Ramaswamy wrote that the fund for Symbolic Capital was raised from “other venture firms, crypto exchanges, family offices and institutions”. The names of these backers were not disclosed.

About Symbolic Capital, future plans

The young firm sets itself apart from other similar entities by claiming that it is run by “crypto founders” and is the first firm exclusively spearheaded by such individuals. This also affects how the firm approaches projects it would invest in. Aside from merely investing, Symbolic Capital would provide “a hands-on approach” such as advisory, recruiting and even marketing.

In expanding its reach and portfolio, Symbolic Capital has six main investment areas, which include Web2 to Web3, interoperability, ZK applications, NFT consumerization, the metaverse and creator economy.

“We’re an early-stage $50m VC fund supporting the best Web3 founders globally,” the firm wrote. “We’re one of the first VC firms led exclusively by web3 founders, allowing us to provide unparalleled support to the builders in our portfolio.”

Both Nailwal and Wang are co-founders of their own projects before joining hands with fellow like-minded individuals to set forth Symbolic Capital. Coming from similar tech and blockchain backgrounds, both founders agreed to a relatively simple, pretty straightforward idea with the young firm — to back founders who came from emerging markets. Via Ramaswamy, Nailwal plans to contribute 80 to 90 percent of the firm’s capital to these founders.

“Because they are all pushed against the wall for their survival, they need to build something that will generate some revenue, and they can survive on that,” he added.
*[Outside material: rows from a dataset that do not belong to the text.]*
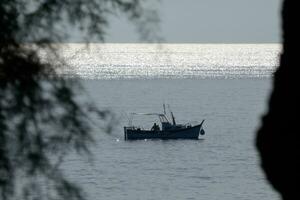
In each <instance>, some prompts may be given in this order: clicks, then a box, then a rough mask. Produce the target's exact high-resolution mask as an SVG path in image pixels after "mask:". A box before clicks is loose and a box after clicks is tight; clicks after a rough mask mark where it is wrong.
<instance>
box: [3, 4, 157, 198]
mask: <svg viewBox="0 0 300 200" xmlns="http://www.w3.org/2000/svg"><path fill="white" fill-rule="evenodd" d="M0 13H1V18H0V199H3V200H6V199H22V198H23V199H85V195H84V194H83V192H82V190H81V189H80V187H78V186H76V185H75V184H73V183H71V182H69V181H68V179H66V178H65V176H64V174H63V173H62V171H61V170H60V168H59V166H60V163H61V161H62V159H63V158H64V156H65V155H67V154H68V153H70V152H72V151H76V152H77V153H82V154H84V155H87V154H88V153H89V148H88V147H89V145H90V144H91V143H92V142H93V138H92V135H91V134H90V130H91V121H90V120H89V115H90V114H91V113H94V114H96V115H97V116H98V119H102V120H103V119H105V117H107V112H105V111H100V110H98V109H96V108H95V107H94V106H93V105H91V104H90V102H85V103H84V102H80V103H79V102H78V101H77V98H76V93H78V90H79V89H80V88H81V87H80V83H78V82H77V81H76V80H72V79H63V78H60V77H59V76H57V72H56V69H57V68H59V67H61V66H63V65H65V63H64V61H63V60H62V59H61V58H59V56H58V55H57V54H56V48H55V46H53V45H51V43H54V42H63V41H64V39H66V38H67V36H68V32H67V31H66V32H63V31H62V30H65V29H63V27H64V26H65V25H68V26H74V27H75V28H78V29H80V30H82V32H84V33H86V35H87V38H89V37H96V38H98V40H101V41H103V40H104V37H105V29H106V27H107V26H108V24H109V21H108V16H109V15H114V14H118V13H119V14H120V13H123V14H124V15H126V16H127V17H128V18H129V20H132V21H133V22H134V23H135V24H136V25H137V28H138V30H140V32H141V34H142V37H144V38H146V39H147V38H150V37H154V36H153V35H151V34H150V30H151V26H150V28H149V27H148V26H147V23H144V22H147V17H149V16H150V14H149V13H151V16H152V19H150V20H149V24H151V23H150V22H151V20H152V22H154V21H155V20H153V19H157V18H155V17H154V18H153V16H155V12H154V11H151V12H148V11H147V10H145V9H144V8H143V4H142V3H141V1H140V0H89V1H82V0H59V1H57V0H48V1H44V0H36V1H27V0H1V1H0ZM155 23H156V22H155ZM24 42H30V44H31V45H28V44H25V43H24ZM32 44H34V45H32ZM40 50H43V51H45V52H46V53H47V56H48V57H53V59H55V60H56V62H55V65H54V64H53V63H46V62H45V61H42V60H41V58H40V57H39V56H38V52H39V51H40ZM45 130H47V131H45ZM41 183H42V184H41Z"/></svg>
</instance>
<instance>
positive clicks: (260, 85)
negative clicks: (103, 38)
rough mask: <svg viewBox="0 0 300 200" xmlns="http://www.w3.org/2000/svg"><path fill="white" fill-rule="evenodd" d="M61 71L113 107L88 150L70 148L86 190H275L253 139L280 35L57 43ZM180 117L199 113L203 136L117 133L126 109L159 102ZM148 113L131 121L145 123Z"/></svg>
mask: <svg viewBox="0 0 300 200" xmlns="http://www.w3.org/2000/svg"><path fill="white" fill-rule="evenodd" d="M61 51H62V52H61V54H62V55H63V56H64V57H65V58H66V60H67V61H68V62H69V63H70V64H71V67H69V68H66V69H64V70H63V71H62V72H61V73H63V74H64V75H67V76H77V77H78V78H79V79H81V80H82V82H83V85H84V86H85V88H86V93H84V94H81V95H82V96H88V98H89V99H92V100H93V101H94V102H95V103H96V104H97V105H98V106H99V107H100V108H105V109H106V108H109V109H110V110H111V111H112V112H114V113H115V114H116V116H117V119H118V120H117V121H118V123H116V124H115V125H114V129H113V131H112V133H111V134H105V133H103V131H102V130H101V129H100V128H95V129H94V131H93V132H94V134H95V139H96V142H97V143H96V145H95V146H93V147H92V152H93V154H94V159H93V162H92V164H88V163H87V162H86V160H85V159H83V158H80V157H77V156H75V155H72V156H70V157H68V158H67V160H66V162H65V163H64V166H63V167H64V169H65V170H66V172H67V174H68V176H69V177H70V178H71V179H72V180H74V181H75V182H77V183H78V184H81V185H82V186H83V188H84V189H85V190H86V192H87V196H88V197H89V198H90V199H126V200H127V199H128V200H129V199H130V200H135V199H166V200H173V199H205V200H219V199H223V200H232V199H238V200H240V199H245V200H246V199H261V200H274V199H279V197H278V195H277V194H276V193H275V192H274V191H273V190H272V188H271V187H270V186H269V185H268V184H267V182H266V180H265V177H264V174H263V173H262V171H261V169H260V167H259V157H258V155H257V151H256V149H255V146H254V139H255V131H256V129H257V128H258V126H259V124H260V117H261V116H262V114H263V113H264V112H265V111H266V104H267V99H268V94H269V93H270V89H271V77H272V73H273V72H274V70H275V69H276V65H277V63H278V59H277V58H278V54H279V51H280V47H279V45H276V44H260V45H255V44H251V45H248V44H247V45H225V44H224V45H223V44H222V45H216V44H214V45H210V44H205V45H200V44H168V45H146V44H140V45H138V44H107V45H96V44H92V45H91V46H90V47H89V49H88V50H86V49H85V47H84V46H83V45H80V44H73V45H69V46H64V47H63V48H62V50H61ZM163 102H165V103H168V104H170V105H171V108H172V110H173V112H174V114H175V117H176V119H177V121H178V122H179V123H186V122H189V121H192V122H197V121H198V122H199V121H201V120H202V119H205V120H206V121H205V123H204V128H205V130H206V135H205V136H204V137H203V138H202V139H201V140H196V141H195V140H168V141H161V140H147V141H144V140H142V141H124V140H123V126H124V125H126V124H127V122H128V120H127V117H126V113H130V112H160V111H162V103H163ZM152 120H155V119H148V118H140V119H136V120H135V122H136V123H138V124H139V125H141V126H144V127H145V128H149V127H150V126H151V123H152Z"/></svg>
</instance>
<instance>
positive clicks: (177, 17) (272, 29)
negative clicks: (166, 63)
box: [106, 0, 281, 43]
mask: <svg viewBox="0 0 300 200" xmlns="http://www.w3.org/2000/svg"><path fill="white" fill-rule="evenodd" d="M280 6H281V0H161V3H160V6H159V13H160V18H161V24H160V26H161V31H160V34H161V36H162V37H163V38H164V41H165V42H171V43H190V42H192V43H277V42H280V33H281V32H280ZM111 22H112V23H111V25H110V29H109V30H108V33H109V34H108V36H107V40H106V42H138V41H139V36H138V34H137V33H136V31H135V28H134V26H133V25H132V24H130V23H129V22H128V21H127V20H125V19H123V18H122V17H121V18H119V19H117V18H115V19H113V20H112V21H111Z"/></svg>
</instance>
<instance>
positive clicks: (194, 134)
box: [124, 125, 202, 140]
mask: <svg viewBox="0 0 300 200" xmlns="http://www.w3.org/2000/svg"><path fill="white" fill-rule="evenodd" d="M201 127H202V126H201V125H197V126H193V127H188V128H182V129H174V130H165V131H150V130H135V129H130V128H128V127H124V136H125V140H143V139H199V134H200V130H201Z"/></svg>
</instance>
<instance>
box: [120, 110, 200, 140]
mask: <svg viewBox="0 0 300 200" xmlns="http://www.w3.org/2000/svg"><path fill="white" fill-rule="evenodd" d="M136 115H144V116H157V117H158V118H159V121H160V123H161V128H160V127H159V125H157V124H156V123H154V125H153V126H152V128H151V129H149V130H147V129H142V128H140V127H137V126H133V125H132V119H133V116H136ZM171 118H172V123H171V122H170V121H169V120H168V118H167V116H166V113H165V106H164V113H131V114H130V118H129V125H128V126H125V127H124V138H125V140H141V139H199V135H204V134H205V131H204V129H203V123H204V120H202V122H201V123H200V124H197V125H194V126H193V125H191V124H190V123H188V124H177V123H176V121H175V117H174V115H173V112H172V111H171Z"/></svg>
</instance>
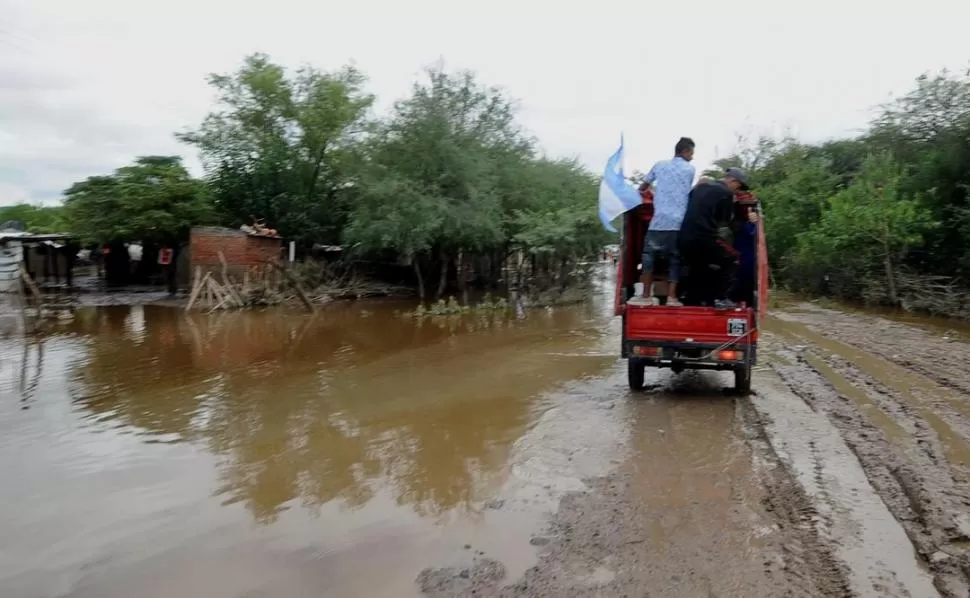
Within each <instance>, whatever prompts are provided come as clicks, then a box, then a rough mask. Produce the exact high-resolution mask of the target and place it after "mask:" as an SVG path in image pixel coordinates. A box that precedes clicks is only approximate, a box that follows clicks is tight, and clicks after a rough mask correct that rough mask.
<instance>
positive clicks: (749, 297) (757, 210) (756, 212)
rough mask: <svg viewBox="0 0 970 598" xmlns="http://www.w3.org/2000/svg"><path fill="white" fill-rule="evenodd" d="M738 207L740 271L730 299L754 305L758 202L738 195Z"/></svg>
mask: <svg viewBox="0 0 970 598" xmlns="http://www.w3.org/2000/svg"><path fill="white" fill-rule="evenodd" d="M735 200H736V201H737V204H738V205H737V206H736V210H735V219H736V222H735V224H734V227H733V228H734V249H735V250H737V252H738V271H737V276H736V277H735V281H734V286H733V288H732V289H731V293H730V295H729V298H730V299H731V301H734V302H735V303H745V304H747V305H753V304H754V290H755V278H756V275H757V268H756V263H757V261H758V244H757V241H758V221H759V220H760V218H761V215H760V213H759V212H758V205H757V200H756V199H755V197H754V195H752V194H751V193H748V192H745V191H741V192H739V193H737V194H736V196H735Z"/></svg>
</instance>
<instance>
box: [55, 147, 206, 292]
mask: <svg viewBox="0 0 970 598" xmlns="http://www.w3.org/2000/svg"><path fill="white" fill-rule="evenodd" d="M65 196H66V198H65V201H64V209H65V213H66V217H67V222H68V224H69V226H70V229H71V232H72V233H74V234H75V235H77V236H78V237H79V238H80V240H82V241H84V242H89V243H109V242H115V241H135V240H139V241H143V242H150V243H157V244H160V245H167V246H169V247H171V248H172V249H173V250H174V253H175V256H174V257H177V254H178V251H179V247H180V245H181V244H182V243H184V242H185V241H187V240H188V237H189V231H190V229H191V228H192V227H193V226H196V225H200V224H207V223H209V222H210V221H211V218H212V206H211V204H210V202H209V198H208V194H207V191H206V188H205V185H204V184H203V182H202V181H199V180H197V179H194V178H192V176H191V175H190V174H189V172H188V171H187V170H186V169H185V167H184V166H182V161H181V158H178V157H177V156H147V157H142V158H138V159H136V160H135V163H134V164H133V165H131V166H125V167H123V168H119V169H118V170H116V171H115V172H114V174H111V175H108V176H95V177H89V178H88V179H86V180H84V181H82V182H80V183H75V184H74V185H72V186H71V188H70V189H68V190H67V191H65ZM174 257H173V260H172V265H171V266H170V267H169V268H168V286H169V291H170V292H172V293H174V292H175V290H176V287H175V264H176V261H177V260H176V259H174Z"/></svg>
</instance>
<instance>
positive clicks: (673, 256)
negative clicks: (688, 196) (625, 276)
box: [641, 137, 694, 305]
mask: <svg viewBox="0 0 970 598" xmlns="http://www.w3.org/2000/svg"><path fill="white" fill-rule="evenodd" d="M693 159H694V140H693V139H691V138H690V137H681V138H680V141H678V142H677V145H676V146H675V147H674V157H673V158H671V159H670V160H662V161H660V162H657V163H656V164H654V165H653V168H651V169H650V172H648V173H647V176H646V178H644V180H643V185H644V186H649V185H653V184H655V188H654V192H653V218H652V219H651V220H650V226H649V227H648V229H647V234H646V235H645V236H644V239H643V272H642V278H641V281H642V282H643V293H644V295H645V296H646V299H647V300H648V301H651V302H652V301H653V292H652V291H651V286H652V285H653V266H654V263H655V262H656V259H657V257H659V256H661V255H666V256H667V260H668V261H669V263H670V272H669V274H668V275H667V282H668V283H669V289H670V290H669V291H668V292H667V305H680V302H679V301H677V282H678V281H679V280H680V253H679V251H678V249H677V233H678V231H680V224H681V222H683V220H684V213H685V212H686V211H687V196H688V195H689V194H690V190H691V186H692V185H693V184H694V166H693V165H692V164H691V163H690V162H691V160H693Z"/></svg>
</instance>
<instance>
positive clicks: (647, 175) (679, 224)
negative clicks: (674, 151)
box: [645, 156, 694, 231]
mask: <svg viewBox="0 0 970 598" xmlns="http://www.w3.org/2000/svg"><path fill="white" fill-rule="evenodd" d="M645 182H647V183H651V184H653V183H656V187H655V188H654V191H653V219H652V220H650V230H656V231H662V230H680V224H681V223H682V222H683V221H684V213H686V212H687V196H688V195H689V194H690V189H691V187H692V186H693V184H694V166H693V165H692V164H691V163H690V162H688V161H687V160H685V159H683V158H681V157H680V156H676V157H674V158H671V159H670V160H661V161H660V162H657V163H656V164H654V165H653V168H651V169H650V172H648V173H647V178H646V179H645Z"/></svg>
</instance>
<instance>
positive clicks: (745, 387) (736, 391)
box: [734, 367, 751, 396]
mask: <svg viewBox="0 0 970 598" xmlns="http://www.w3.org/2000/svg"><path fill="white" fill-rule="evenodd" d="M734 391H735V392H736V393H738V394H739V395H741V396H747V395H749V394H751V370H750V369H749V368H747V367H743V368H738V369H736V370H734Z"/></svg>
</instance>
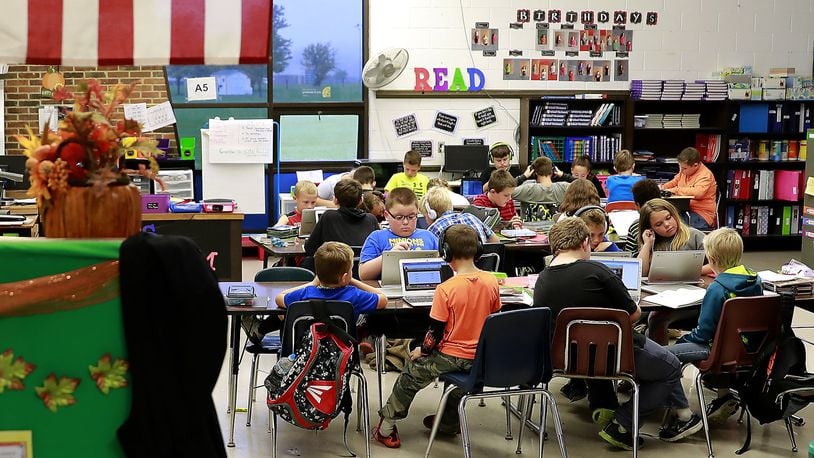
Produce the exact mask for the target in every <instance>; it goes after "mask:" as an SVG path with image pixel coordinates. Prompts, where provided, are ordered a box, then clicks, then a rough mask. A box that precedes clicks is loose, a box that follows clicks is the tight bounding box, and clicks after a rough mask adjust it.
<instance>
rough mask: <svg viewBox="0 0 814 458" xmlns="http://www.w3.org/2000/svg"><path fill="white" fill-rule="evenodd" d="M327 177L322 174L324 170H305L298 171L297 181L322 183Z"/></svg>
mask: <svg viewBox="0 0 814 458" xmlns="http://www.w3.org/2000/svg"><path fill="white" fill-rule="evenodd" d="M324 179H325V178H324V177H323V175H322V170H303V171H301V172H297V181H298V182H299V181H303V180H307V181H310V182H311V183H316V184H319V183H322V180H324Z"/></svg>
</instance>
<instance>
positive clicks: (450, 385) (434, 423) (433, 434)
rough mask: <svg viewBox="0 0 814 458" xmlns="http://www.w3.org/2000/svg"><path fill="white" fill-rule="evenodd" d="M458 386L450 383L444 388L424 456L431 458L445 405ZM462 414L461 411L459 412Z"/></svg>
mask: <svg viewBox="0 0 814 458" xmlns="http://www.w3.org/2000/svg"><path fill="white" fill-rule="evenodd" d="M455 388H456V386H455V385H453V384H452V383H450V384H449V385H448V386H447V387H446V389H444V394H442V395H441V400H440V401H438V409H437V410H436V411H435V422H434V423H433V425H432V430H431V431H430V441H429V442H428V443H427V450H426V451H425V452H424V458H429V456H430V450H432V443H433V442H435V436H436V435H437V434H438V427H439V426H440V425H441V421H440V420H441V416H442V415H443V414H444V407H446V406H447V399H449V395H450V393H452V391H453V390H454V389H455ZM458 415H459V416H460V413H458ZM461 432H462V433H463V425H462V426H461Z"/></svg>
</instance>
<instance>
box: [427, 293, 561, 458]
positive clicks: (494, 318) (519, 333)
mask: <svg viewBox="0 0 814 458" xmlns="http://www.w3.org/2000/svg"><path fill="white" fill-rule="evenodd" d="M550 327H551V310H549V309H548V308H542V307H540V308H530V309H523V310H515V311H511V312H501V313H496V314H494V315H491V316H489V317H488V318H487V319H486V322H485V323H484V325H483V331H481V335H480V340H479V341H478V348H477V350H476V353H475V360H474V361H473V363H472V369H471V370H470V371H469V372H449V373H446V374H442V375H441V376H440V377H439V380H442V381H444V382H445V384H446V388H445V389H444V394H443V396H441V401H440V402H439V403H438V410H437V411H436V414H435V418H436V421H435V424H434V425H433V428H432V432H431V433H430V441H429V443H428V444H427V451H426V453H425V455H424V456H425V457H428V456H429V455H430V450H431V449H432V443H433V441H434V440H435V436H436V434H437V433H438V426H439V425H440V421H439V420H440V419H441V415H442V414H443V412H444V407H445V406H446V403H447V399H448V398H449V395H450V393H452V391H453V390H456V389H460V390H462V391H463V392H464V396H463V397H462V398H461V402H460V403H459V404H458V416H459V417H460V420H461V436H462V441H463V447H464V456H466V457H467V458H469V457H471V456H472V451H471V445H470V441H469V428H468V426H467V421H466V403H467V402H468V401H469V400H470V399H483V398H491V397H507V396H511V395H519V396H522V397H523V398H522V399H526V400H527V401H526V402H525V403H524V402H523V401H521V404H526V408H524V409H523V413H522V415H521V419H520V424H521V429H520V433H519V435H518V438H517V440H518V441H521V440H522V435H523V428H522V425H524V424H525V423H526V419H527V417H528V412H529V411H530V408H529V407H530V401H531V396H533V395H535V394H537V393H539V394H540V395H542V396H543V398H545V399H546V400H547V401H548V402H549V403H550V404H551V411H552V413H553V416H554V427H555V429H556V431H557V439H558V441H559V444H560V452H561V453H562V456H564V457H565V456H567V451H566V449H565V441H564V440H563V435H562V425H561V423H560V414H559V411H558V409H557V403H556V401H555V400H554V397H553V396H551V393H549V392H548V390H547V384H548V381H549V380H550V379H551V374H552V368H551V344H550V341H549V329H550ZM486 388H494V390H490V391H486V390H485V389H486ZM543 404H545V403H543ZM544 417H545V415H541V416H540V431H544V424H543V421H544V420H543V419H544ZM540 439H541V440H540V455H541V456H542V453H543V440H542V439H543V436H542V433H541V436H540ZM518 450H519V446H518ZM518 453H519V451H518Z"/></svg>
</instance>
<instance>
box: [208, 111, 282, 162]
mask: <svg viewBox="0 0 814 458" xmlns="http://www.w3.org/2000/svg"><path fill="white" fill-rule="evenodd" d="M273 159H274V125H273V121H272V120H271V119H242V120H236V119H230V120H220V119H210V120H209V162H212V163H220V164H222V163H232V164H270V163H272V162H273Z"/></svg>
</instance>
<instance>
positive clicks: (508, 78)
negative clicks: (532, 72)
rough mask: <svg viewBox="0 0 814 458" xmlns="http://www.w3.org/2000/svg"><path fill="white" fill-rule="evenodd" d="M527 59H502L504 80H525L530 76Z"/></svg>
mask: <svg viewBox="0 0 814 458" xmlns="http://www.w3.org/2000/svg"><path fill="white" fill-rule="evenodd" d="M529 64H530V62H529V59H503V79H504V80H527V79H529V78H530V72H529Z"/></svg>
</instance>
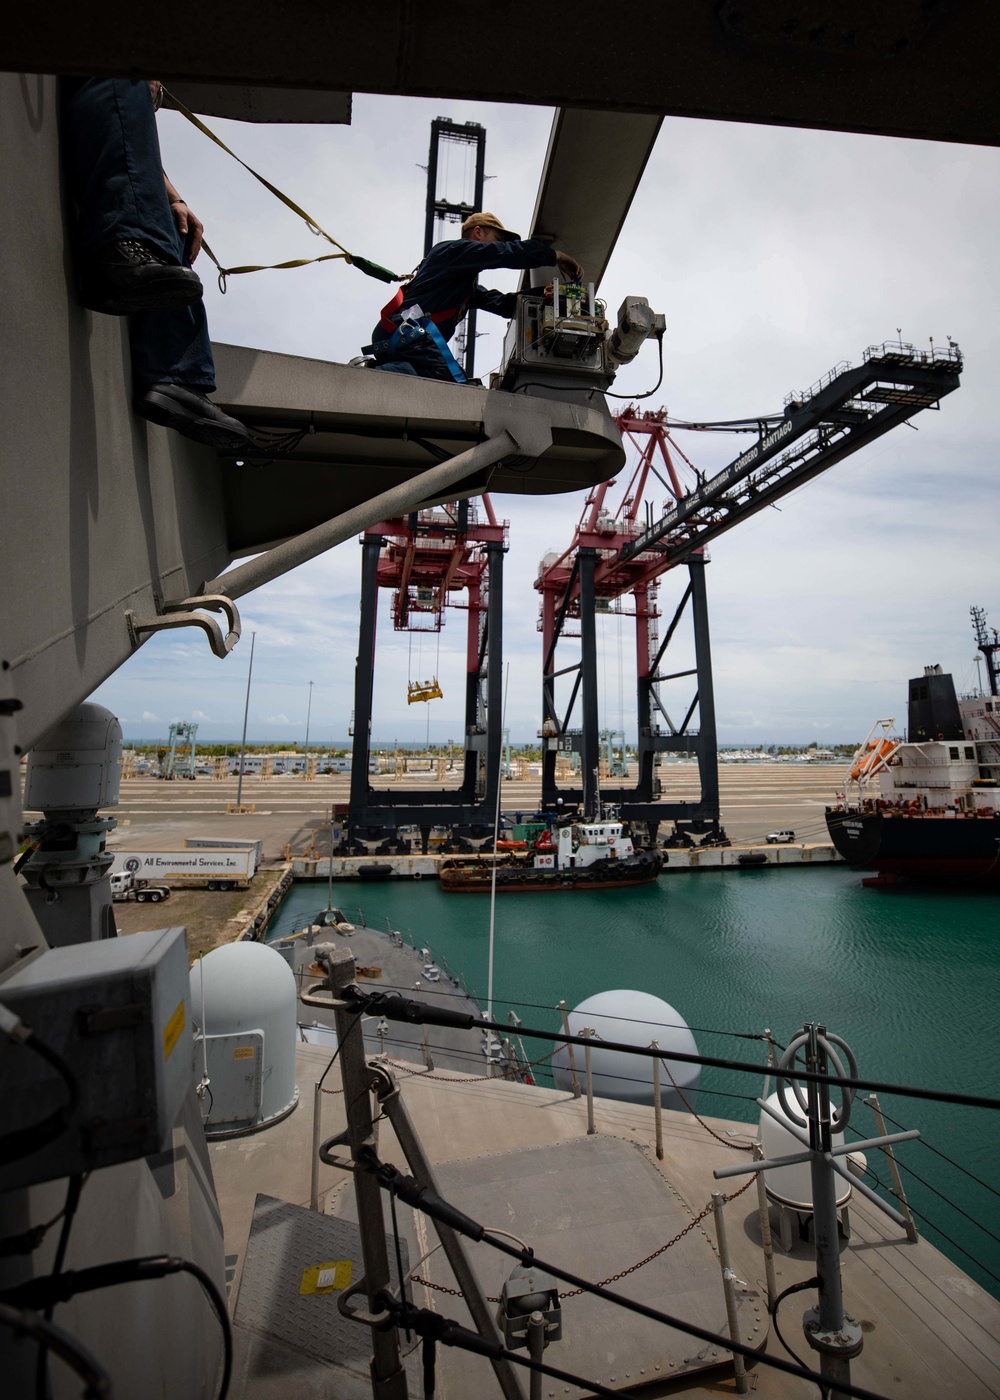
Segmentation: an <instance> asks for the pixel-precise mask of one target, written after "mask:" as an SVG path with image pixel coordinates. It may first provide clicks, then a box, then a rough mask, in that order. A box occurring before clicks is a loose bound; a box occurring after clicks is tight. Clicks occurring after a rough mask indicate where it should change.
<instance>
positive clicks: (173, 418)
mask: <svg viewBox="0 0 1000 1400" xmlns="http://www.w3.org/2000/svg"><path fill="white" fill-rule="evenodd" d="M136 413H139V416H140V417H143V419H148V420H150V423H160V424H161V426H162V427H165V428H174V431H175V433H181V434H182V435H183V437H188V438H190V440H192V441H193V442H204V445H206V447H214V448H216V451H217V452H227V454H232V452H249V451H252V448H254V444H252V442H251V435H249V433H248V431H246V428H245V427H244V426H242V423H239V420H238V419H231V417H230V416H228V413H223V410H221V409H218V407H216V405H214V403H213V402H211V399H209V398H207V396H206V395H204V393H202V392H200V391H199V389H189V388H188V386H186V385H183V384H151V385H150V386H148V388H147V389H144V391H143V392H141V393H140V395H139V398H137V399H136Z"/></svg>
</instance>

“Many of them have the capability that they are able to build businesses which eventually acquire users, but you need to help them to keep reinventing themselves and upping their bar so that once they have a proven model at a smaller scale, they keep growing at a much bigger scale and reinvent their ideas and business model.”

In the future, as Symbolic Capital grows alongside projects that it invested in, Nailwal hopes that founders backed by the firm could pay it forward by becoming “angel investors” to other growing projects.

“We want to do [this] for both the portfolio companies, as well as the founders, who we believe eventually will become angel investors in many of the new projects that will come [through Symbolic],” said the co-founder.